The FTC's latest action, announced on Tuesday, settled charges against Concordia Pharmaceuticals and Par Pharmaceutical over the Attention Deficit Hyperactivity Disorder drug Kapvay. Unlike the earlier $1.2 billion settlement with Teva Pharmaceutical Industries over delaying generics of the sleep-disorder drug Provigil from coming to market, this settlement did not have a financial penalty attached.

Until May 15, the FTC said, only Concordia and Par were allowed market generic Kapvay. Rather than competing, however, the FTC said, Concordia agreed to stay out of the market -- accepting a deal that provided the company a portion of Par's revenues.

"By signing this agreement not to compete shortly before Concordia's patent covering branded Kapvay ended, Concordia and Par reduced the number of competing generic Kapvay products available to consumers, depriving consumers of the lower prices that typically occur with generic competition," Debbie Feinstein, director of the FTC's Bureau of Competition, said in a statement.

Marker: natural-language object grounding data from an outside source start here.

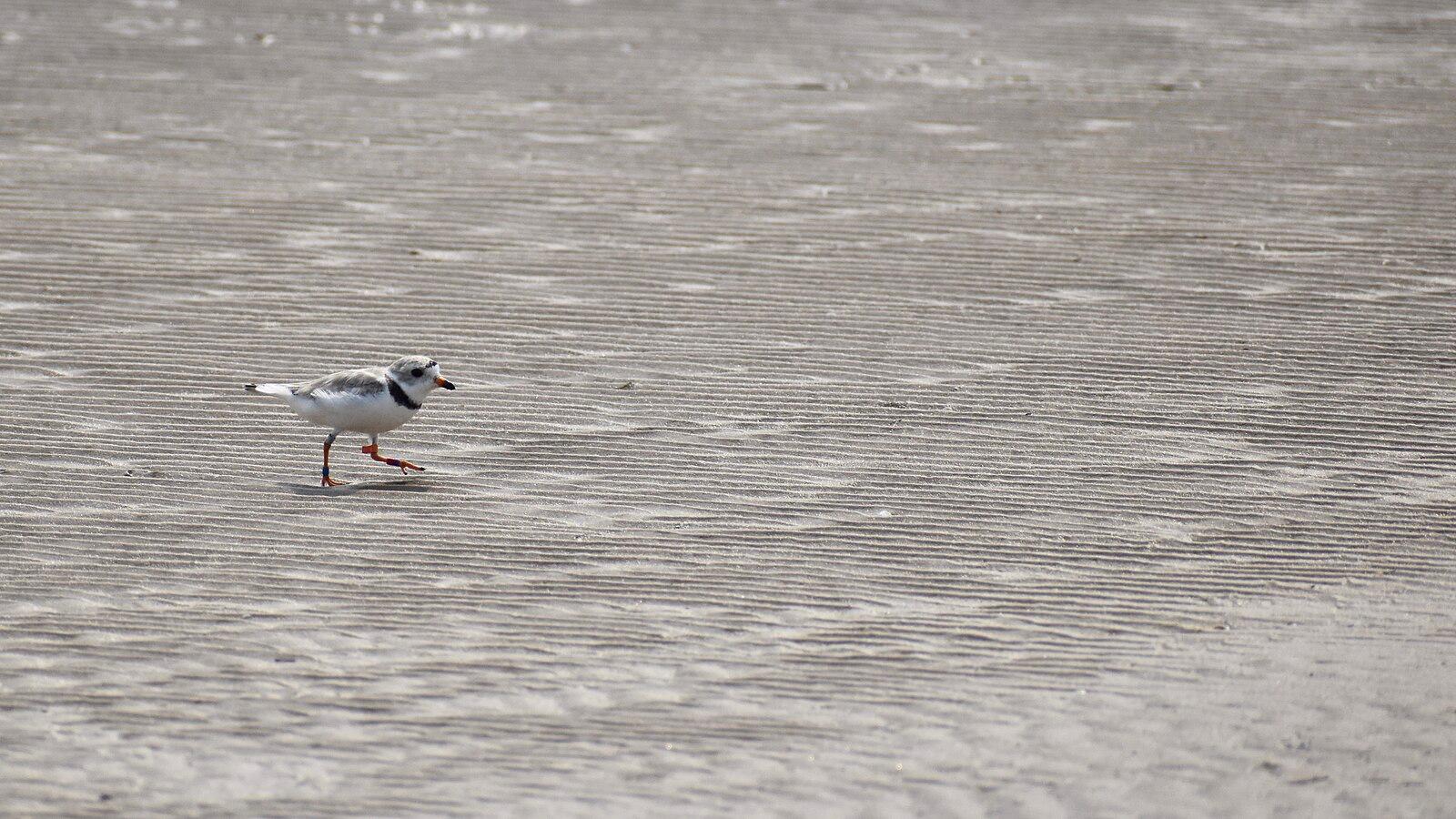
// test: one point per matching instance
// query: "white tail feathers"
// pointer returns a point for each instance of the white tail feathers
(281, 390)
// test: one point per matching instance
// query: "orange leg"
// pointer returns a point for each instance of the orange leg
(371, 450)
(329, 481)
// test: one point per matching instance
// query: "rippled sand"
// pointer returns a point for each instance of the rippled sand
(866, 409)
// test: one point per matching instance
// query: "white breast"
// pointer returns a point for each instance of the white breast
(351, 411)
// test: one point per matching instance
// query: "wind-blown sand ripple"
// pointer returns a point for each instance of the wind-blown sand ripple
(885, 409)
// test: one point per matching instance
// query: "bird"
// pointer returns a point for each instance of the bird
(370, 399)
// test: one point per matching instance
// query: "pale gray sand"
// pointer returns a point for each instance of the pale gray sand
(1033, 409)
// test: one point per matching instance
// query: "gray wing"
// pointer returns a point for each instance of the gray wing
(360, 382)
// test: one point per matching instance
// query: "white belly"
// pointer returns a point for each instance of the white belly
(371, 414)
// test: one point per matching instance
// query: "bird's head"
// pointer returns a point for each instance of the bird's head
(419, 375)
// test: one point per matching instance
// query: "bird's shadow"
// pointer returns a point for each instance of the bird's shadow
(402, 486)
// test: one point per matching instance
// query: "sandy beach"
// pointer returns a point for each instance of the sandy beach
(865, 409)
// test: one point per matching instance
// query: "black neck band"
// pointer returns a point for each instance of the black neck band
(400, 397)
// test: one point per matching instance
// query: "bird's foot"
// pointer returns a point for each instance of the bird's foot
(404, 465)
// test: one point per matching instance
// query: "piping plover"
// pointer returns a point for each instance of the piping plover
(370, 401)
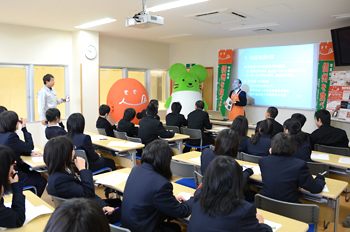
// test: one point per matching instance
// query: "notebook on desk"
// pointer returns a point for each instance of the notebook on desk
(215, 115)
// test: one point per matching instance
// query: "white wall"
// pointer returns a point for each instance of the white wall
(206, 52)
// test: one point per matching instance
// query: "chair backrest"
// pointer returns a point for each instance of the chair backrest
(197, 178)
(81, 153)
(58, 200)
(175, 129)
(102, 131)
(316, 168)
(308, 213)
(333, 150)
(250, 158)
(120, 135)
(118, 228)
(181, 169)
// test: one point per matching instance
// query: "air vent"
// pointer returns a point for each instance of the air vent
(220, 16)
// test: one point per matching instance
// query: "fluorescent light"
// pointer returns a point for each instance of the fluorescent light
(96, 23)
(341, 16)
(175, 4)
(172, 36)
(251, 26)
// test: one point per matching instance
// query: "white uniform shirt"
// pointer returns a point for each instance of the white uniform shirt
(47, 98)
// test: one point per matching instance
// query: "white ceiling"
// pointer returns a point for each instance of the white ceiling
(292, 15)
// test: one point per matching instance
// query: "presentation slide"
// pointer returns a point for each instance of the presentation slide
(283, 76)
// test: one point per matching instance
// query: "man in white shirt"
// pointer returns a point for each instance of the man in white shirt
(47, 98)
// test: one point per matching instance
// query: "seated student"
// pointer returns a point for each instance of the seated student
(9, 123)
(53, 116)
(199, 119)
(175, 118)
(282, 174)
(144, 112)
(292, 126)
(76, 125)
(151, 128)
(102, 121)
(63, 182)
(260, 143)
(326, 134)
(125, 124)
(78, 214)
(148, 197)
(10, 217)
(219, 204)
(271, 114)
(240, 127)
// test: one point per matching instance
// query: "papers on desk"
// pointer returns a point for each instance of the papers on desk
(343, 160)
(319, 156)
(274, 226)
(31, 211)
(37, 159)
(113, 179)
(256, 169)
(98, 137)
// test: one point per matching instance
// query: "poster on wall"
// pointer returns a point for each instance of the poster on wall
(338, 102)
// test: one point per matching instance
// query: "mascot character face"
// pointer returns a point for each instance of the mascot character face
(126, 93)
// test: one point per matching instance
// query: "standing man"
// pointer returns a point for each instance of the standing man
(238, 100)
(47, 98)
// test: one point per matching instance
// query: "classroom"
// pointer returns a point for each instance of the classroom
(35, 35)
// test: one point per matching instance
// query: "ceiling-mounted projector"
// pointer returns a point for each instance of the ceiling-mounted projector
(144, 20)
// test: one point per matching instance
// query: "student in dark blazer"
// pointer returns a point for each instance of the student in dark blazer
(240, 127)
(219, 205)
(102, 121)
(148, 197)
(327, 134)
(199, 119)
(55, 126)
(125, 124)
(63, 182)
(76, 125)
(9, 123)
(175, 118)
(282, 174)
(260, 143)
(151, 128)
(293, 127)
(14, 216)
(271, 114)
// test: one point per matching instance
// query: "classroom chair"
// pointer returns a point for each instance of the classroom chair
(120, 135)
(308, 213)
(102, 131)
(175, 129)
(184, 171)
(250, 158)
(333, 150)
(194, 134)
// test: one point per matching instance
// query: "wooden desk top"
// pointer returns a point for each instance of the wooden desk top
(38, 223)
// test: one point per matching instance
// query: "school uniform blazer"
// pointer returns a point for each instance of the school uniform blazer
(13, 217)
(242, 218)
(277, 127)
(261, 148)
(329, 136)
(151, 128)
(12, 140)
(65, 185)
(174, 119)
(128, 127)
(83, 141)
(54, 131)
(103, 123)
(148, 200)
(283, 175)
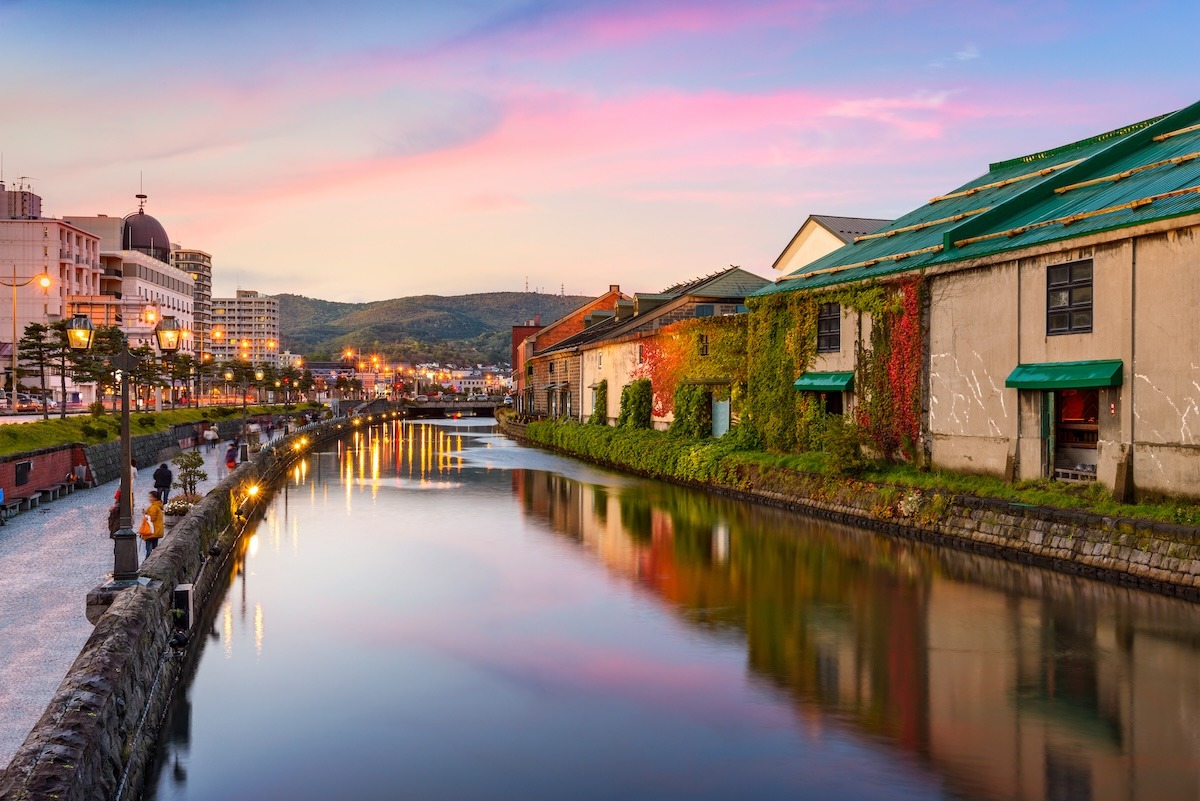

The settlement prevents the companies from continuing "anticompetitive provisions of its agreement with Par, including the profit-sharing provisions, and Par is prohibited from enforcing provisions that bar Concordia from agreeing not to sell an authorized generic version of Kapvay."

The FTC said after the company learned of its probe, Concordia brought a generic version of Kapvay to the market.